Efforts to end female genital mutilation are gradually bearing fruit in Tanzania. The prevalence of the ritual that marks a rite of passage among some communities has now fallen to around 10% from 18% in 1996.
An increasing number of girls are attending alternative rites of passage and more cases are being reported and handled by the police thanks to campaigns by activists and non-governmental organizations.
Tanzania criminalized female genital mutilation in 1998. The country has also adopted a National Plan of Action to end Violence against Women and Children and is committed to ending violence against women and children in all its forms, including female genital mutilation, by 2030.

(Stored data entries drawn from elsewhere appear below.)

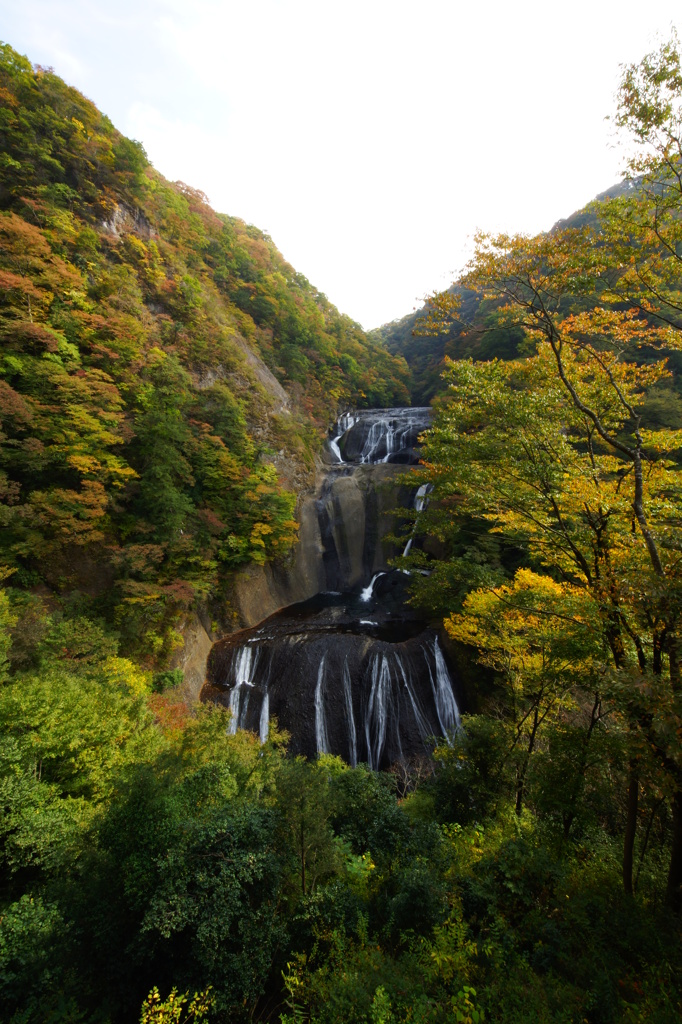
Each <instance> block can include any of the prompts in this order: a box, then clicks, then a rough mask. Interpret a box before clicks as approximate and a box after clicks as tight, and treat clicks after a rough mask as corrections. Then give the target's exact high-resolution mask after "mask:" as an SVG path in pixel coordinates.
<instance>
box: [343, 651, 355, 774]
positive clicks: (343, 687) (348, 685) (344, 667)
mask: <svg viewBox="0 0 682 1024" xmlns="http://www.w3.org/2000/svg"><path fill="white" fill-rule="evenodd" d="M343 697H344V700H345V712H346V721H347V722H348V741H349V745H350V750H349V752H348V761H349V764H350V765H351V767H352V768H354V767H355V765H356V764H357V733H356V731H355V716H354V714H353V696H352V692H351V688H350V669H349V668H348V658H347V657H346V659H345V662H344V663H343Z"/></svg>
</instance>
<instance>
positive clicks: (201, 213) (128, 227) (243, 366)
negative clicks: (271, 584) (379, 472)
mask: <svg viewBox="0 0 682 1024" xmlns="http://www.w3.org/2000/svg"><path fill="white" fill-rule="evenodd" d="M0 148H1V151H2V157H1V159H0V337H1V342H2V352H1V358H0V417H1V421H2V431H3V435H2V463H1V469H0V473H1V475H0V500H1V502H2V505H1V506H0V516H1V520H0V521H1V523H2V527H3V528H2V538H1V540H0V557H1V558H2V560H3V562H5V564H7V565H8V566H11V567H12V568H13V569H14V570H15V571H14V573H13V575H12V581H11V584H12V586H13V587H14V588H15V589H17V588H18V591H19V595H18V596H19V598H20V594H22V592H25V591H26V590H27V589H30V590H32V591H33V592H34V593H36V592H38V591H39V590H40V588H41V587H43V588H47V590H48V591H49V592H50V593H51V594H52V595H55V594H70V593H71V594H73V593H74V592H75V591H79V592H80V593H81V595H82V601H83V602H86V601H87V598H88V597H89V599H90V604H91V611H93V612H94V613H95V614H98V615H103V616H104V617H105V618H106V620H108V621H109V622H110V623H113V624H115V625H116V628H117V629H118V631H119V633H120V636H121V640H122V643H123V644H124V646H125V648H126V650H128V651H130V652H132V653H134V654H136V655H137V656H138V657H152V658H154V659H156V660H157V662H160V663H161V662H163V660H164V658H166V657H168V655H169V654H170V652H171V651H172V648H173V646H174V645H175V644H176V643H177V642H178V641H177V636H176V635H175V633H174V631H173V625H174V623H175V621H176V620H177V616H178V614H179V612H180V611H181V610H183V609H184V608H186V607H189V606H191V605H193V603H196V602H197V601H198V600H204V601H205V600H206V599H208V598H215V599H218V598H222V599H223V604H224V597H225V593H226V585H227V582H228V579H229V573H230V572H231V571H232V570H233V569H235V568H236V567H239V566H240V565H243V564H247V563H249V562H253V561H257V562H258V561H264V560H266V559H269V558H273V557H278V556H280V555H282V554H283V553H285V552H286V551H287V550H288V549H289V548H290V547H291V544H292V542H293V541H294V539H295V537H296V522H295V517H294V508H295V501H296V496H295V493H294V489H293V488H294V486H295V484H296V482H297V481H298V483H299V484H300V482H301V480H304V479H305V472H306V467H307V469H308V470H309V469H310V466H311V459H312V455H313V453H314V451H315V450H316V449H317V446H318V444H319V438H321V435H322V431H323V430H324V429H325V428H326V427H327V425H328V423H329V421H330V420H332V419H333V418H334V416H335V414H336V411H337V409H338V408H339V407H343V406H348V404H379V406H381V404H388V403H391V402H395V403H400V402H404V401H407V400H409V395H408V391H407V388H406V381H407V376H408V374H407V368H406V365H404V362H403V361H402V360H401V359H396V358H394V357H393V356H391V355H389V353H388V352H387V351H386V350H385V349H384V348H383V347H382V346H380V345H376V344H373V343H370V342H369V341H368V339H367V337H366V335H365V334H364V333H363V331H361V330H360V328H359V327H358V326H357V325H356V324H353V323H352V322H351V321H350V319H349V318H348V317H347V316H343V315H341V314H340V313H339V312H338V311H337V310H336V309H335V308H334V306H332V305H331V303H329V302H328V301H327V299H326V298H325V296H324V295H321V294H319V293H318V292H316V291H315V289H314V288H312V286H311V285H309V284H308V282H307V281H306V280H305V279H304V278H303V276H302V275H301V274H298V273H296V271H295V270H294V269H293V268H292V267H291V266H290V265H289V264H287V263H286V262H285V260H284V259H283V258H282V256H281V255H280V253H279V252H278V251H276V249H275V248H274V246H273V244H272V242H271V241H270V239H269V238H267V237H266V236H265V234H263V233H262V232H261V231H259V230H258V229H257V228H255V227H252V226H250V225H247V224H245V223H243V222H242V221H240V220H238V219H236V218H232V217H228V216H223V215H219V214H216V213H215V212H214V211H213V210H211V208H210V207H209V206H208V203H207V201H206V199H205V197H203V196H201V195H200V194H199V193H197V191H195V190H193V189H191V188H189V187H187V186H185V185H183V184H181V183H176V184H171V183H170V182H168V181H166V180H165V179H164V178H163V177H162V176H161V175H160V174H158V173H157V172H156V171H155V170H154V169H153V168H152V167H151V165H150V164H148V162H147V160H146V157H145V155H144V152H143V150H142V147H141V146H140V145H139V144H138V143H136V142H133V141H131V140H129V139H126V138H124V137H123V136H122V135H120V133H119V132H117V131H116V129H115V128H114V126H113V125H112V124H111V122H110V121H109V120H108V118H106V117H104V116H103V115H101V114H100V113H99V112H98V111H97V110H96V108H95V106H94V105H93V104H92V103H91V102H89V101H88V100H87V99H85V98H84V97H83V96H82V95H81V94H80V93H79V92H77V91H76V90H75V89H73V88H70V87H68V86H67V85H66V84H65V83H63V82H62V81H61V80H60V79H59V78H57V77H56V76H55V75H54V74H53V73H52V72H51V71H50V70H45V69H40V68H38V69H34V68H33V67H32V66H31V65H30V63H29V61H28V60H27V59H26V58H24V57H22V56H19V55H18V54H17V53H15V52H14V51H13V50H12V49H11V48H10V47H9V46H3V47H2V49H1V50H0ZM256 356H257V357H259V358H256ZM259 359H262V360H263V361H264V364H265V365H266V366H267V367H268V368H269V371H268V370H266V369H265V367H264V366H263V365H262V362H260V361H259ZM282 385H284V387H285V388H286V391H284V390H282ZM283 472H284V473H285V476H283ZM285 477H286V478H285Z"/></svg>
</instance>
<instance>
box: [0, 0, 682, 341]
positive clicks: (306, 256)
mask: <svg viewBox="0 0 682 1024" xmlns="http://www.w3.org/2000/svg"><path fill="white" fill-rule="evenodd" d="M673 24H675V25H676V26H677V28H678V30H679V29H680V28H682V7H681V5H680V0H676V2H670V0H647V2H645V3H641V0H638V2H637V3H635V2H632V0H622V2H607V0H591V2H585V0H572V2H568V0H564V2H557V0H545V2H532V0H516V2H514V0H507V2H498V0H489V2H487V3H485V2H478V3H474V2H472V0H466V2H464V0H413V2H408V3H406V2H401V0H388V2H385V0H365V2H361V3H359V2H356V0H343V2H338V0H241V2H237V0H222V2H220V0H191V2H189V0H116V2H104V0H22V2H20V3H19V2H18V0H0V39H3V40H4V41H5V42H8V43H10V44H11V45H12V46H13V47H14V48H15V49H17V50H19V51H20V52H23V53H25V54H27V55H28V56H29V57H30V59H31V60H33V61H34V62H38V63H42V65H51V66H52V67H53V68H54V70H55V71H56V72H57V74H58V75H60V76H61V77H62V78H65V79H66V80H67V81H68V82H70V83H71V84H72V85H75V86H76V87H77V88H79V89H80V90H81V91H82V92H84V93H85V94H86V95H87V96H89V97H90V98H91V99H93V100H94V101H95V102H96V103H97V105H98V106H99V108H100V109H101V110H102V111H104V112H105V113H106V114H108V115H109V116H110V117H111V118H112V120H113V121H114V123H115V124H116V125H117V127H118V128H120V129H121V131H123V132H124V133H125V134H127V135H130V136H131V137H133V138H137V139H139V140H140V141H141V142H142V143H143V145H144V147H145V148H146V152H147V153H148V155H150V158H151V160H152V161H153V163H154V164H155V165H156V166H157V167H158V168H159V170H160V171H161V172H162V173H163V174H165V175H166V176H167V177H169V178H171V179H173V180H176V179H181V180H182V181H186V182H187V183H188V184H191V185H194V186H195V187H198V188H201V189H203V190H204V191H205V193H206V194H207V195H208V197H209V199H210V201H211V203H212V205H213V206H214V207H215V208H216V209H217V210H220V211H222V212H225V213H230V214H233V215H237V216H240V217H243V218H244V219H245V220H248V221H250V222H252V223H254V224H257V225H258V226H259V227H261V228H262V229H263V230H265V231H267V232H268V233H269V234H270V236H271V237H272V239H273V240H274V242H275V244H276V245H278V247H279V248H280V250H281V251H282V252H283V253H284V255H285V257H286V258H287V259H288V260H289V261H290V262H291V263H293V265H294V266H295V267H296V269H297V270H300V271H302V272H303V273H304V274H305V275H306V276H307V278H308V279H309V280H310V281H311V282H312V283H313V284H314V285H315V286H316V287H317V288H319V289H321V290H322V291H324V292H325V293H326V294H327V295H328V296H329V298H330V299H331V300H332V301H333V302H334V303H336V305H338V306H339V308H340V309H341V310H342V311H343V312H346V313H348V314H349V315H350V316H352V317H353V318H354V319H356V321H358V322H359V323H360V324H363V325H364V327H366V328H373V327H377V326H379V325H380V324H382V323H385V322H387V321H390V319H393V318H395V317H399V316H402V315H404V314H406V313H408V312H411V311H412V309H413V308H414V307H415V305H418V304H420V303H421V301H422V300H423V298H424V296H425V294H427V293H428V292H431V291H433V290H434V289H436V288H442V287H444V286H445V285H447V284H450V282H451V281H452V279H453V275H454V274H455V273H456V271H457V269H458V268H459V267H460V266H461V265H462V263H463V262H464V259H465V256H466V252H467V251H468V246H469V244H470V238H471V234H472V233H473V231H474V230H475V228H476V227H482V228H486V229H489V230H498V229H505V230H514V231H516V230H519V231H531V232H532V231H538V230H542V229H545V228H548V227H550V226H551V225H552V224H553V223H554V222H555V221H556V220H558V219H559V218H560V217H564V216H567V215H568V214H569V213H571V212H572V211H573V210H576V209H577V208H579V207H580V206H582V205H583V204H585V203H586V202H588V201H589V200H590V199H592V198H593V197H594V196H595V195H596V194H597V193H599V191H601V190H603V189H604V188H606V187H607V186H608V185H610V184H611V183H612V182H613V181H615V180H617V178H619V177H620V171H621V167H622V163H623V158H622V154H621V153H620V152H619V151H617V148H615V147H614V145H613V138H612V134H611V129H610V127H609V125H608V123H607V122H606V121H605V120H604V118H605V117H606V115H608V114H609V113H612V111H613V96H614V92H615V89H616V87H617V82H619V65H620V63H622V62H624V61H633V60H639V59H640V58H641V57H642V56H643V55H644V53H645V52H646V51H647V50H648V49H651V48H652V46H653V45H655V44H656V41H657V40H656V33H658V34H660V35H663V36H664V37H668V36H669V34H670V29H671V26H672V25H673Z"/></svg>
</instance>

“We have worked alongside influential community leaders, lobbied elected officials, arrested perpetrators and collaborated with converted circumcisers to organize rite of passage festivals without the female cut,” says Getrude Shinje Dyabene an officer at Legal and Human Right Centre and the National Coordinator of the Coalition Against Female Genital Mutilation.

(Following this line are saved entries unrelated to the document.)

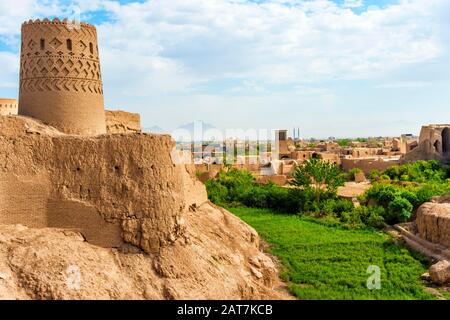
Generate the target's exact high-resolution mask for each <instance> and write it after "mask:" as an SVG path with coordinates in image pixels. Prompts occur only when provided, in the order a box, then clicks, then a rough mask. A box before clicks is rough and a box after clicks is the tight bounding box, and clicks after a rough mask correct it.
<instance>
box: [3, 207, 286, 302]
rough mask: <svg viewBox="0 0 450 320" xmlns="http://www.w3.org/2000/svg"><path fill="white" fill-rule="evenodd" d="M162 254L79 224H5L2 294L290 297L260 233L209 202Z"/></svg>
mask: <svg viewBox="0 0 450 320" xmlns="http://www.w3.org/2000/svg"><path fill="white" fill-rule="evenodd" d="M186 219H187V221H186V223H187V226H188V228H187V230H188V231H187V233H186V235H185V236H184V237H183V239H179V240H177V241H176V242H175V243H174V244H173V245H171V246H168V247H165V248H164V249H163V250H161V252H160V253H159V254H152V255H149V254H146V253H144V252H143V251H141V250H139V249H138V248H136V247H133V246H126V245H125V246H124V247H123V248H120V249H108V248H101V247H98V246H94V245H91V244H89V243H88V242H86V241H85V239H84V237H83V236H82V235H81V234H79V233H77V232H73V231H68V230H62V229H29V228H27V227H24V226H21V225H14V226H13V225H9V226H8V225H0V299H289V298H290V296H289V295H288V294H287V293H285V292H284V289H283V284H282V283H281V282H280V281H279V279H278V277H277V269H276V266H275V264H274V262H273V261H272V260H271V259H270V258H269V257H268V256H266V255H265V254H263V253H261V252H260V250H259V249H258V245H259V237H258V235H257V234H256V232H255V231H254V230H253V229H252V228H250V227H248V226H247V225H246V224H244V223H243V222H242V221H240V220H239V219H237V218H236V217H235V216H233V215H232V214H231V213H229V212H227V211H225V210H222V209H218V208H216V207H214V206H213V205H210V204H204V205H202V206H201V208H199V209H198V210H196V211H195V212H191V213H190V214H189V215H188V216H187V217H186Z"/></svg>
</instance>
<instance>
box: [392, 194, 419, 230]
mask: <svg viewBox="0 0 450 320" xmlns="http://www.w3.org/2000/svg"><path fill="white" fill-rule="evenodd" d="M413 208H414V207H413V205H412V204H411V203H410V202H409V201H408V200H406V199H405V198H401V197H396V198H395V199H394V200H393V201H392V202H391V203H389V205H388V212H387V215H386V221H387V222H388V223H392V224H394V223H398V222H405V221H407V220H408V219H409V218H411V215H412V211H413Z"/></svg>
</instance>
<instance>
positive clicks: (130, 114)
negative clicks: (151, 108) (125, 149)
mask: <svg viewBox="0 0 450 320" xmlns="http://www.w3.org/2000/svg"><path fill="white" fill-rule="evenodd" d="M105 115H106V131H107V132H108V133H112V134H114V133H133V132H134V133H139V132H141V116H140V115H139V113H131V112H125V111H120V110H114V111H113V110H106V111H105Z"/></svg>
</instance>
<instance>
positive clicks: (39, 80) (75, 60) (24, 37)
mask: <svg viewBox="0 0 450 320" xmlns="http://www.w3.org/2000/svg"><path fill="white" fill-rule="evenodd" d="M20 60H21V61H20V92H19V114H20V115H24V116H30V117H33V118H36V119H39V120H41V121H43V122H44V123H46V124H49V125H51V126H54V127H56V128H57V129H59V130H60V131H62V132H65V133H71V134H84V135H96V134H103V133H106V125H105V113H104V105H103V86H102V80H101V71H100V59H99V52H98V45H97V31H96V28H95V27H94V26H92V25H90V24H86V23H80V24H79V26H78V25H76V24H74V25H72V24H70V23H68V21H60V20H58V19H54V20H53V21H50V20H48V19H44V20H42V21H41V20H35V21H32V20H30V21H29V22H25V23H24V24H23V25H22V47H21V56H20Z"/></svg>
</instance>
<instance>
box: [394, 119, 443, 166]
mask: <svg viewBox="0 0 450 320" xmlns="http://www.w3.org/2000/svg"><path fill="white" fill-rule="evenodd" d="M417 160H438V161H441V162H442V163H444V164H450V124H431V125H428V126H423V127H422V129H421V130H420V136H419V144H418V146H417V147H416V148H414V149H413V150H411V151H410V152H408V153H406V154H405V156H404V157H403V159H402V161H403V162H413V161H417Z"/></svg>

However, the practice persists in Arusha, Dodoma, Manyara, Mara, Singida regions which have higher prevalence. One in 10 women in Tanzania has been circumcised.
While official data depict a decrease in the practice, it has been handed down from generation to generation, keeping it alive despite the endeavours to root it out.
“As we lobby elected officials, they pressure them [community leaders] to end FGM [female genital mutilation] or risk losing elections,” says Koshuma Mtengeti, a Programme Officer at Children Dignity Forum that promotes reproductive health rights.
In some instances, community leaders pretend to abandon the practice then organize alternative rite of passage festivals for girls only to continue with female genital mutilation in disguise.
Perpetrators are increasingly targeting children below one year, which represent 35% of women that have undergone female genital mutilation in Tanzania.
“FGM is more than traditional practice. Its supporters hold to it religiously. It is linked to dignity, status in one side and on the other it is an economic activity enforced by individuals that have clout in households and in the community,” Dyabene says.
Nine in 10 women in Tanzania believe that female circumcision should be stopped. “Women should be empowered to put their belief in practice,” she points out.
To reach out to the 2030 target, information on the medical and social consequences of female circumcision needs to be provided in the health worker curriculums and on-the-job training programmes. This will raise awareness of health care workers and help manage and prevent FGM.
The World Health Organization is supporting Tanzania’s Ministry of Health to review the nursing and midwives training curriculum and prepare a competency-based module on female genital mutilation to help end the practice.
To eliminate female circumcision, health and rights activists call for a firmer resolve by elected officials to support law enforcement and step up advocacy.
“We keep campaigning that circumcision is both psychologically and biologically detrimental. Our arguments must address the counter-arguments that perpetuate female circumcision with economic, religious and psychological incentives,” says Mtengeti.